A Unified Framework for Video Summarization, Browsing and Retrieval


    •  Yong Rui, Ziyou Xiong, Regunathan Radhakrishnan, Ajay Divakaran, Thomas S. Huang, "A Unified Framework for Video Summarization, Browsing and Retrieval", Tech. Rep. TR2004-115, Mitsubishi Electric Research Laboratories, Cambridge, MA, September 2004.

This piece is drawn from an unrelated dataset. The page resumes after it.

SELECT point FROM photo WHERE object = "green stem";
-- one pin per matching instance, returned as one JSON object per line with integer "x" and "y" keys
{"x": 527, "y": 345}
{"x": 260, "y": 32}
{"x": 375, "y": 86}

      BibTeX TR2004-115 PDF
      • @techreport{MERL_TR2004-115,
      • author = {Yong Rui, Ziyou Xiong, Regunathan Radhakrishnan, Ajay Divakaran, Thomas S. Huang},
      • title = {A Unified Framework for Video Summarization, Browsing and Retrieval},
      • institution = {MERL - Mitsubishi Electric Research Laboratories},
      • address = {Cambridge, MA 02139},
      • number = {TR2004-115},
      • month = sep,
      • year = 2004,
      • url = {https://www.merl.com/publications/TR2004-115/}
      • }
Abstract:

Video content can be accessed by using either a top-down approach or a bottom-up approach [1, 2, 3, 4]. The top-down approach, i.e. video browsing, is useful when we need to get an "essence" of the content. The bottom-up approach, i.e. video retrieval, is useful when we know exactly what we are looking for in the content, as shown in Fig. 1. In video summarization, what "essence" the summary should capture depends on whether the content is scripted or not. Since scripted content, such as news, drama & movie, is carefully structured as a sequence of semantic units, one can get its essence by enabling a traversal through representative items from these semantic units. Hence, Table of Contents (ToC) based video browsing caters to summarization of scripted content. For instance, a news video composed of a sequence of stories can be summarized/browsed using a key-frame representation for each of the shots in a story. However, summarization of unscripted content, such as surveillance & sports), requires a "highlights" extraction framework that only captures remarkable events that constitute the summary.